Blair Campbell, MitonOptimal International (Guernsey)Global risk assets rebounded in October as the majority of equity markets globally were in the black with Japan (-1.4%) and South America (-5.3%) notable exceptions where inflationary concerns weighed on investor sentiment whilst political disruptions also impacted the latter. Economic growth data was encouraging particularly from a developed market standpoint, whilst 3rd quarter earnings reports were similarly supportive to equity markets. Against this backdrop developed market equities outperformed returning 5.7% over the course of the month, as measured by the MSCI World Index, whereas the MSCI’s Emerging Market gage returned 1.0%, both from a US Dollar perspective.

In the US, Congress voted to avert the debt ceiling crisis by pushing the deadline for a potential debt default until December approving legislation to temporarily raise the government’s borrowing limit to $28.9 trillion. GDP data for the 3rd Quarter disappointed somewhat coming in at an annualised 2.0%, its slowest pace post pandemic, however Purchasing Managers Index (PMI) data was more encouraging, October’s composite print of 57.6 signalled the fastest pace of private sector business activity since July. As at time of writing 459 companies within the S&P 500 Index had reported 3rd quarter earnings with 80.4% beating analyst estimates with expectations of earnings to be up 41.5% y/y. The S&P 500 hit record highs intra month whilst closing October up 7.0% on a total return basis.

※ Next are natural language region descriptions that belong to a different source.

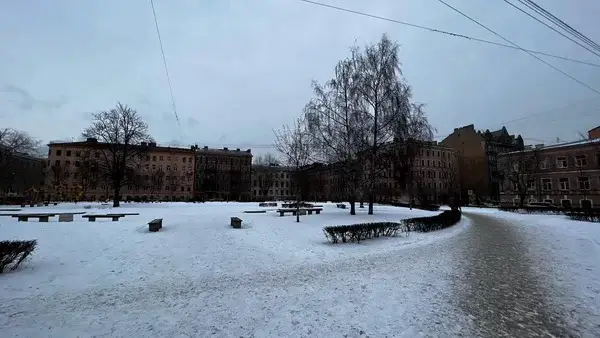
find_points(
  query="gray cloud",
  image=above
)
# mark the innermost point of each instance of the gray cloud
(27, 102)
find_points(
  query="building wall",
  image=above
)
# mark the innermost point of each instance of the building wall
(20, 173)
(283, 187)
(223, 174)
(174, 165)
(557, 180)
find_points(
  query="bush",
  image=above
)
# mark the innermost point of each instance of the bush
(11, 251)
(358, 232)
(587, 215)
(431, 223)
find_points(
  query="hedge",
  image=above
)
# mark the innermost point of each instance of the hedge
(588, 215)
(15, 252)
(359, 232)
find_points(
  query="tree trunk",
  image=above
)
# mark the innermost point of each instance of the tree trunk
(116, 197)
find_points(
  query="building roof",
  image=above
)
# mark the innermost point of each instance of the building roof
(558, 146)
(94, 143)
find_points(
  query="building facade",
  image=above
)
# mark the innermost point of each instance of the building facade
(76, 171)
(21, 175)
(273, 182)
(477, 158)
(566, 175)
(223, 174)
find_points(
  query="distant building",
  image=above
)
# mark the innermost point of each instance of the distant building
(273, 182)
(477, 153)
(566, 174)
(21, 175)
(223, 174)
(163, 173)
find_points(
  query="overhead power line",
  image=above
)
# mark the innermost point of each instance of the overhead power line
(162, 51)
(552, 28)
(457, 35)
(531, 4)
(514, 44)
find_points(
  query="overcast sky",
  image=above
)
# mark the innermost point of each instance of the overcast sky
(240, 68)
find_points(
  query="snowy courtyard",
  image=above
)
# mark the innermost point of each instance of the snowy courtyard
(198, 276)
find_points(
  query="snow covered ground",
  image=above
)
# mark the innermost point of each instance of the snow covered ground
(81, 268)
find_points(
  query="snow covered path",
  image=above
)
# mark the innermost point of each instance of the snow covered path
(502, 274)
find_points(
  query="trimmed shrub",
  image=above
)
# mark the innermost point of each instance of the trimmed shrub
(358, 232)
(15, 252)
(588, 215)
(431, 223)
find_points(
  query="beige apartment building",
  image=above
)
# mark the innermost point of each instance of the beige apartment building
(223, 174)
(162, 173)
(566, 174)
(272, 183)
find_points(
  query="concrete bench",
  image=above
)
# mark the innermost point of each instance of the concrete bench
(155, 225)
(26, 217)
(236, 222)
(114, 217)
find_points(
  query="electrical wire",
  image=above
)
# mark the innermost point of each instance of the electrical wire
(435, 30)
(162, 51)
(552, 28)
(514, 44)
(561, 23)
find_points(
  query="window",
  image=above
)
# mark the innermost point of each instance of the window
(580, 160)
(563, 183)
(546, 184)
(584, 183)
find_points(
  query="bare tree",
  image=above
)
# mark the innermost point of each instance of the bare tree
(521, 169)
(293, 143)
(121, 131)
(335, 119)
(13, 142)
(388, 113)
(266, 173)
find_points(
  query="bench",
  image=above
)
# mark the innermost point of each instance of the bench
(155, 225)
(114, 217)
(301, 211)
(26, 217)
(236, 222)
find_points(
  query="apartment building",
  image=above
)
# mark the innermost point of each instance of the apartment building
(477, 153)
(273, 182)
(432, 179)
(223, 174)
(566, 174)
(21, 175)
(75, 172)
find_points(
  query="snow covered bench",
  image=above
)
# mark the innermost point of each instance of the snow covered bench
(236, 222)
(155, 225)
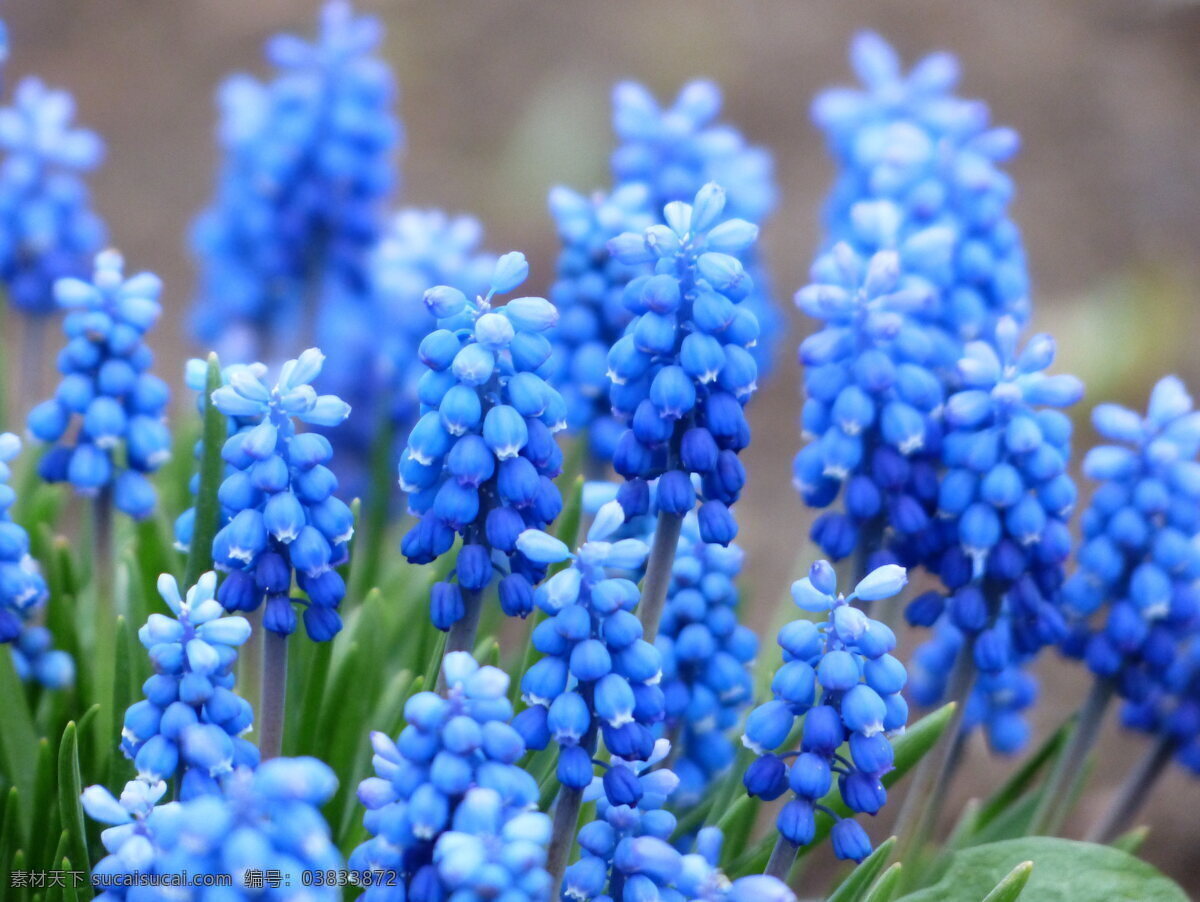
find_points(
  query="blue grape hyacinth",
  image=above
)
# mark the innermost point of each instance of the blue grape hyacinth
(871, 416)
(285, 518)
(598, 677)
(481, 458)
(706, 657)
(189, 728)
(23, 591)
(450, 812)
(673, 151)
(107, 416)
(1008, 493)
(261, 821)
(682, 372)
(841, 678)
(1139, 560)
(588, 290)
(48, 229)
(306, 167)
(933, 160)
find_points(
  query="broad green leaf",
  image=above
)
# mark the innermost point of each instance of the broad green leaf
(18, 739)
(1063, 871)
(887, 887)
(856, 885)
(1013, 884)
(70, 788)
(208, 509)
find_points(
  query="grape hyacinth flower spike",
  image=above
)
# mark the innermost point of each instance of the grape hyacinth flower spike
(107, 391)
(306, 168)
(873, 404)
(48, 229)
(841, 678)
(598, 675)
(258, 821)
(450, 812)
(1133, 599)
(681, 376)
(287, 524)
(189, 728)
(481, 458)
(23, 591)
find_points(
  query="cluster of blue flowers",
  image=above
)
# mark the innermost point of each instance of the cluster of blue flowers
(23, 591)
(189, 728)
(449, 810)
(481, 458)
(48, 229)
(377, 368)
(933, 160)
(307, 164)
(664, 156)
(261, 821)
(281, 516)
(1008, 495)
(1140, 557)
(597, 675)
(706, 656)
(841, 678)
(871, 413)
(681, 373)
(107, 390)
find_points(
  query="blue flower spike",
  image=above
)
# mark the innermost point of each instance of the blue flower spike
(481, 458)
(48, 229)
(106, 421)
(307, 163)
(840, 678)
(23, 593)
(449, 811)
(281, 518)
(190, 727)
(263, 819)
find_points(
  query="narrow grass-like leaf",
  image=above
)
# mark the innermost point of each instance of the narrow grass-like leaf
(18, 739)
(70, 788)
(858, 882)
(208, 509)
(1011, 888)
(887, 887)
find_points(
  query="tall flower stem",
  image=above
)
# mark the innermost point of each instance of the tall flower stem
(567, 815)
(658, 572)
(275, 690)
(1068, 771)
(1133, 792)
(783, 857)
(930, 783)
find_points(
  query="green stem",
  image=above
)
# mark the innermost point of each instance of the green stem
(658, 572)
(275, 689)
(1061, 786)
(1134, 791)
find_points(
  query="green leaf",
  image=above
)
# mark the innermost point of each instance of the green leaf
(18, 739)
(208, 509)
(887, 887)
(1013, 884)
(1063, 871)
(855, 887)
(70, 788)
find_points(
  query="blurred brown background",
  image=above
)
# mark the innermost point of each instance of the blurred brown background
(503, 98)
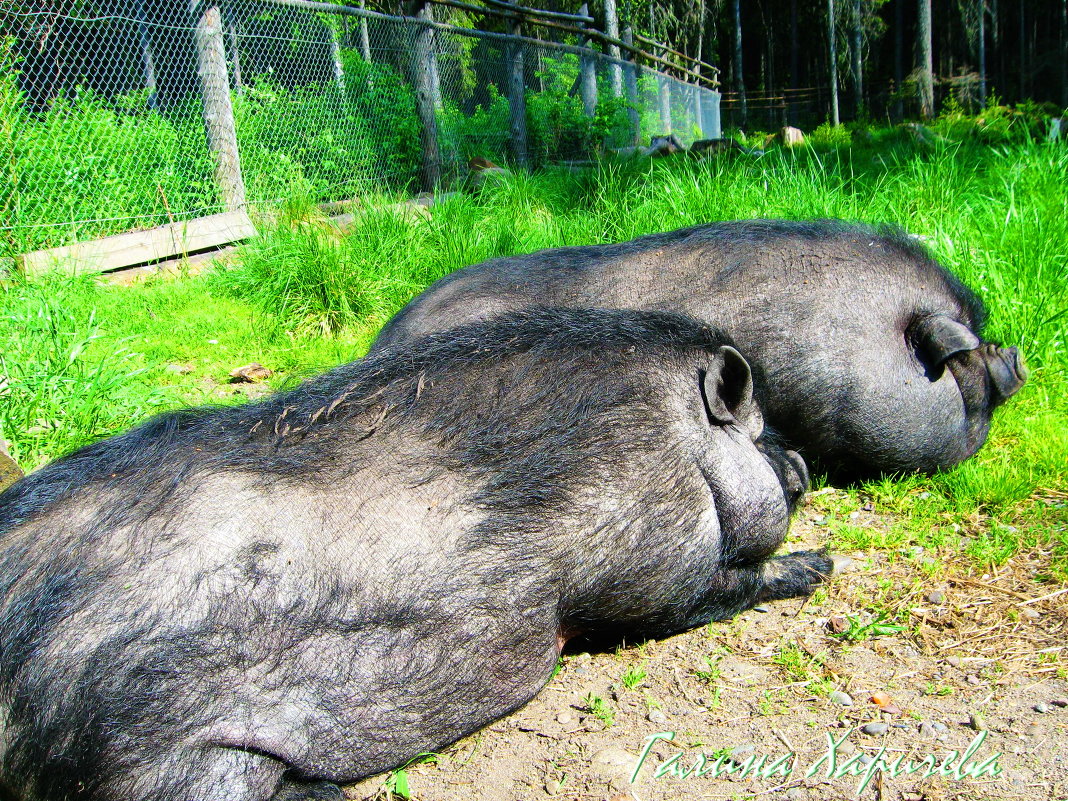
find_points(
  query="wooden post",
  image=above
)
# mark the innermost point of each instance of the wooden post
(215, 94)
(630, 78)
(517, 94)
(612, 29)
(426, 104)
(587, 72)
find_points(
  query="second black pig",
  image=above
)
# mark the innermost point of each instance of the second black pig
(870, 350)
(267, 601)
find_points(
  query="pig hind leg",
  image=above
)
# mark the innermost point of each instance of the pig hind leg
(794, 575)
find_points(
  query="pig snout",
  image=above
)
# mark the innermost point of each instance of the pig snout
(1007, 371)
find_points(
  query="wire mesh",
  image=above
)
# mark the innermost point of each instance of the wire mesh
(124, 114)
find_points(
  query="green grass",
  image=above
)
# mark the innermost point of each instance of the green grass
(303, 297)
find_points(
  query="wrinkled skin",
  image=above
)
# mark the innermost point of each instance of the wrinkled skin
(870, 350)
(266, 601)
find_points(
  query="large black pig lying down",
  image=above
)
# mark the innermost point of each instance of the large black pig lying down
(870, 350)
(262, 602)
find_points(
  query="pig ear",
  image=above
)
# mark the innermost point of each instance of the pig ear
(938, 338)
(727, 389)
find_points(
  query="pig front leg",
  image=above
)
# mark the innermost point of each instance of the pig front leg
(734, 590)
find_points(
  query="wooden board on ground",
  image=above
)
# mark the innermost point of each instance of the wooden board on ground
(141, 247)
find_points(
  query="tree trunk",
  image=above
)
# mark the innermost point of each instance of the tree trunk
(858, 57)
(426, 104)
(1023, 53)
(926, 60)
(147, 56)
(736, 62)
(791, 113)
(982, 35)
(612, 29)
(833, 60)
(335, 56)
(215, 96)
(1064, 53)
(898, 58)
(587, 72)
(630, 78)
(517, 95)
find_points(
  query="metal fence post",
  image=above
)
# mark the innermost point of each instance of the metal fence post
(587, 71)
(712, 124)
(517, 93)
(664, 101)
(215, 93)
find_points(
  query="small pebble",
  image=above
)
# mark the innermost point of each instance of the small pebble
(841, 699)
(837, 624)
(739, 753)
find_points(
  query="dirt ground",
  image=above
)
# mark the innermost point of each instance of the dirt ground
(982, 662)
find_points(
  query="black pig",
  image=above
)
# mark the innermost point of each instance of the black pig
(870, 350)
(265, 601)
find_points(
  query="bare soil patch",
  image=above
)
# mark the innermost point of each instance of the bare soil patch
(959, 654)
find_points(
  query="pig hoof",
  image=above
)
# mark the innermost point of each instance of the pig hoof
(309, 791)
(796, 575)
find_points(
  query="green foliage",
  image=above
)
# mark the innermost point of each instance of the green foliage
(830, 136)
(56, 393)
(995, 124)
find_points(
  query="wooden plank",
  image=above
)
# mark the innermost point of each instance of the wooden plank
(139, 247)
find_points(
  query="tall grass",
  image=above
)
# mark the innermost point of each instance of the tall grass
(303, 296)
(995, 216)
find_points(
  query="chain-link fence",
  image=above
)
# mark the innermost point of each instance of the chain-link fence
(123, 114)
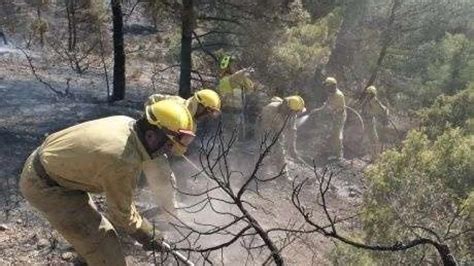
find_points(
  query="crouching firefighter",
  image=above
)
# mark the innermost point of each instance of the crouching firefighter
(102, 156)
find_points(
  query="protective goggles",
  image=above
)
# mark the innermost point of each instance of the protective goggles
(182, 137)
(213, 113)
(225, 62)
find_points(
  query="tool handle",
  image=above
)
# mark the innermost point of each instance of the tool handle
(177, 254)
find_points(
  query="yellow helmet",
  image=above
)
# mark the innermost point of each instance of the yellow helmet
(169, 115)
(371, 90)
(295, 102)
(225, 61)
(209, 99)
(330, 81)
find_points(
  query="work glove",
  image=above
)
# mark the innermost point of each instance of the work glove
(150, 240)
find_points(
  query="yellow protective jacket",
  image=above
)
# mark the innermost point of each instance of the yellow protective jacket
(99, 156)
(230, 88)
(191, 103)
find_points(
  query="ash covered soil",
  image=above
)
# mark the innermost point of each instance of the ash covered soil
(29, 111)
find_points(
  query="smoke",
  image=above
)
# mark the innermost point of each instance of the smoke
(301, 120)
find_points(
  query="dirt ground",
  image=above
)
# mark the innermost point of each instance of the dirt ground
(29, 111)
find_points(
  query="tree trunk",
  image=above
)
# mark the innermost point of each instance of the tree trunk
(187, 18)
(118, 92)
(71, 23)
(347, 43)
(387, 36)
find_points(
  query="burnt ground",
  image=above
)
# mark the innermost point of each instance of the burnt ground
(29, 111)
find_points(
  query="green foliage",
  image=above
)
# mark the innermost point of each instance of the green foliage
(422, 185)
(301, 49)
(449, 111)
(434, 68)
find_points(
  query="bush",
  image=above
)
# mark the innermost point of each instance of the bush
(421, 186)
(449, 111)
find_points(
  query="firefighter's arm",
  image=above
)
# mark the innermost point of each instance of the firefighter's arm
(381, 111)
(291, 141)
(119, 189)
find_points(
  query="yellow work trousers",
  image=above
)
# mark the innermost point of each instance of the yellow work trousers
(74, 215)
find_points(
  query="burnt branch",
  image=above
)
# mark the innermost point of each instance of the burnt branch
(331, 230)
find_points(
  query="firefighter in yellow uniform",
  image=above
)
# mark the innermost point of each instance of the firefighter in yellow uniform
(204, 103)
(334, 111)
(280, 115)
(372, 111)
(102, 156)
(234, 88)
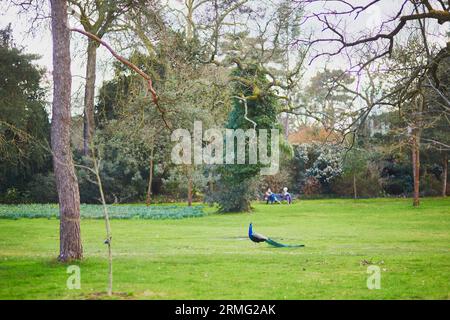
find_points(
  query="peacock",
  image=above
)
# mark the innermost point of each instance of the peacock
(256, 237)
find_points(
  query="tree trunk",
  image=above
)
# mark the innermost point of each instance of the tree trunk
(189, 187)
(445, 173)
(108, 239)
(416, 168)
(66, 180)
(150, 179)
(89, 95)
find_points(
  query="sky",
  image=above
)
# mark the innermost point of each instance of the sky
(39, 42)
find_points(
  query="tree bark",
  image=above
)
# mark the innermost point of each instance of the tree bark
(150, 179)
(66, 180)
(416, 168)
(89, 96)
(189, 187)
(445, 173)
(108, 239)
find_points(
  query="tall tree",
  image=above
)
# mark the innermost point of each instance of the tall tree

Growth data in Europe was mixed, the euro area economy expanded 2.2% in the 3rd quarter as most Covid-19 restrictions were removed. Of the largest economies within the bloc France (+3.0%) and Italy (+2.6%) beat expectations on the back of a surge in consumer spending and the service sector whereas output data in Germany (+1.8%) and Spain (+2.0%) was below expectations with the former being effected by automotive sector weakness due primarily to semiconductor shortages. Of the companies to have reported from the STOXX 600 Index 64.5% have reported results exceeding analyst estimates.        Stocks in Europe as measured by the STOXX Europe 600 Index was up 4.7% on a local currency basis.

Policymakers in the UK have suggested a rate rise is looming  and at October’s close the market was pricing in a 64% probability of a 15 basis point rate rise at November’s Monetary Policy Committee meeting, brought forward from the market expectation of a March 2022 lift off. Labour market data in the UK remains on a positive footing, the unemployment rate has fallen to 4.5% whilst the Office for Budget Responsibility (OBR) revised its GDP growth forecast for the UK in 2021 to 6.5% from a previously forecast rate of 4.0%. The UK equity market as measured by the FTSE All Share responded accordingly increasing 1.8%.

Inflation expectations and the anticipation of interest rate hikes remain a catalyst for volatility within fixed income markets. Yields on core government bonds were no exception with the benchmark 10 year notes coming under pressure particularly in the US and Europe where the 10 year Treasury yield ended the month at 1.55% from 1.49% at open, whilst the move in Bunds were more pronounced moving from -0.20% to -0.11% at the close. High Yield was also in negative territory down -0.6% and -0.2% in Europe and the US respectively.


Source of all data: Bloomberg. The content of this article is for information purposes only and does not constitute an offer or invitation to any person. The opinions expressed are subject to change and are not to be interpreted as investment advice. You should consult an adviser who will be able to provide appropriate advice that is based on your specific needs and circumstances. The information and opinions contained herein have been compiled or arrived at from sources believed to be reliable and given in good faith, but no representation is made as to their accuracy, completeness or correctness.